接着します。しっかりと抑えて外れなくなるまで置きます。

完全にボンドが乾ききる前に接着箇所のボンドの上に金箔を乗せて貼っていきます。

接着面のボンドを触ってみて、セロテープの接着面のような感じでペタペタっと感じる程度が目安。金箔は手などにくっつきやすいので、爪楊枝を使うと便利です。

接着面が乾いたら絹の布で軽くなでながら拭き取ります。あまりゴシゴシすると接着面につけた金箔がとれてしまうので、さすりながら磨く感じがオススメです。

細かく割れた部分はパーツをまとめてから、本体につけると作業がしやすいです。

完成

ヒビ割れ編

こちらは洗っているときにコツンと当たってビリっとヒビが入ってしまったお皿。母からもらったお気に入りだっだだけにこれもまたショックでした。

接着剤の作り方、金箔の貼り方は割れた器編と同様。ヒビを中心にヒビの上からでラインを作りながら接着剤を塗ります。裏、表両方します。

完成

欠けたところ編

欠けてしまったり、継いで穴が空いているところには接着剤を埋め込むようにして、お皿の欠けの部分を再生します。

固まりかけたら金箔を貼って軽く磨き、完全に固まる前に硬いもので抑えるなどして滑らかに整えるときれいに仕上がります。

写真は、つまようじを綿棒のようにコロコロ転がして面を整えています。

注意点

接着剤がついているところには金箔が張り付いてしまいます。
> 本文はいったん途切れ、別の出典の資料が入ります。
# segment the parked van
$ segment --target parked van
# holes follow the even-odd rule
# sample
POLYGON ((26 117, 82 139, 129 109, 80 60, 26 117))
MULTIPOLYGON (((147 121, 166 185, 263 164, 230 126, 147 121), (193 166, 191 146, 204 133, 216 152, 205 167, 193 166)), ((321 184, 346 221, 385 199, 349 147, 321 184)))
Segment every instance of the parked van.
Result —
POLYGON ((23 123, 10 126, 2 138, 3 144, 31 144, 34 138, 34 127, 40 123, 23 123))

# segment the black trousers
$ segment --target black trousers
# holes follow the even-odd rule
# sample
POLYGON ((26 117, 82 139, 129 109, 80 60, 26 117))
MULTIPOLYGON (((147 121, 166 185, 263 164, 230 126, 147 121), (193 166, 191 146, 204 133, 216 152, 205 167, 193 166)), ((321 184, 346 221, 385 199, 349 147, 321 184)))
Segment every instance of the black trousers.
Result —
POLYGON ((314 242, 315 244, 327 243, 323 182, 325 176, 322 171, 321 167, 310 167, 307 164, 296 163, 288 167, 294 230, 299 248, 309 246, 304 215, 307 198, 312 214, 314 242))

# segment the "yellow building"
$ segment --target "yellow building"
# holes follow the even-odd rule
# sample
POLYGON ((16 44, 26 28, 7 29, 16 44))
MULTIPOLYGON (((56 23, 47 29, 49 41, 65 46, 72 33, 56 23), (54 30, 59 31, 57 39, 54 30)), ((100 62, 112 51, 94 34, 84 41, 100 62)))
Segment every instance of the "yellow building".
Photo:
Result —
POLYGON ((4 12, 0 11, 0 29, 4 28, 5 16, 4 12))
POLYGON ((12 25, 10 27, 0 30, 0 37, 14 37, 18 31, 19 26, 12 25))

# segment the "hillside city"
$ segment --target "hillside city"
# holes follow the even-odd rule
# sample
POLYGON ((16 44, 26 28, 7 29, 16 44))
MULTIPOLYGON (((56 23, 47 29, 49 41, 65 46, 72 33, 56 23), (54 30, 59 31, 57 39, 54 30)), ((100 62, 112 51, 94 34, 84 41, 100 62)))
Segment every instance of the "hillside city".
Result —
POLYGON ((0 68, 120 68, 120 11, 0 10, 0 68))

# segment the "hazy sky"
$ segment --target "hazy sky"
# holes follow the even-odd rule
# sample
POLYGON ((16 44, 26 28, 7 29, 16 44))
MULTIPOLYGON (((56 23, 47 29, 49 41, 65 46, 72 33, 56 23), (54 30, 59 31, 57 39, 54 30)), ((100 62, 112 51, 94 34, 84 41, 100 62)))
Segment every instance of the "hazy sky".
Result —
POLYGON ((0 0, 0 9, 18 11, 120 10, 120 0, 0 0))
固まる前に継ぎ目を触って形が崩れたり、接着剤が周りについたところにも金箔が張り付いてしまうととれません。くっつけるまでの作業をしたらあまりベタベタ触らないようにするときれいに仕上がります。

「なんちゃって金継ぎ」の器の使用に際して

金のラインが入った美しい器は愛らしく暮らしを映してくれるインテリアに。そのまま飾ったり、花受けにしたり、ドライフラワーを置いてみたり、お気に入りの雑貨をいれてみたりして使うのがおすすめです。

※ボンドを使って”なんちゃって金継ぎ”をした食器は、安全性が確認されていないため、飲み物や食べ物が直接触れる形では使用しないようにお願いします。
【メーカーHPより】
http://www.bond.co.jp/bond/support/faq/adhesive/#anc-faq9
あくまで食器をインテリアとして使用する場合に限りお願いします。

コツ・ポイント

この「なんちゃって金継ぎ」の師匠、実は父。母が大切に使っている器を父が継いでいて、物を大切にする気持ちと共に、伝授してもらいました。

それからは割れた器は私も「なんちゃって金継ぎ」で修復しています。

なかなか最初ははみ出しが大きかったり不恰好になることもありましたが、それはそれで愛嬌があり愛着が湧きます。慣れてきて、きれいに継げるようになるとそれはそれでとても感動します!

割れずに使えるのが一番ですが、もし、愛着がある器が割れてしまったら、ぜひ試してみてください。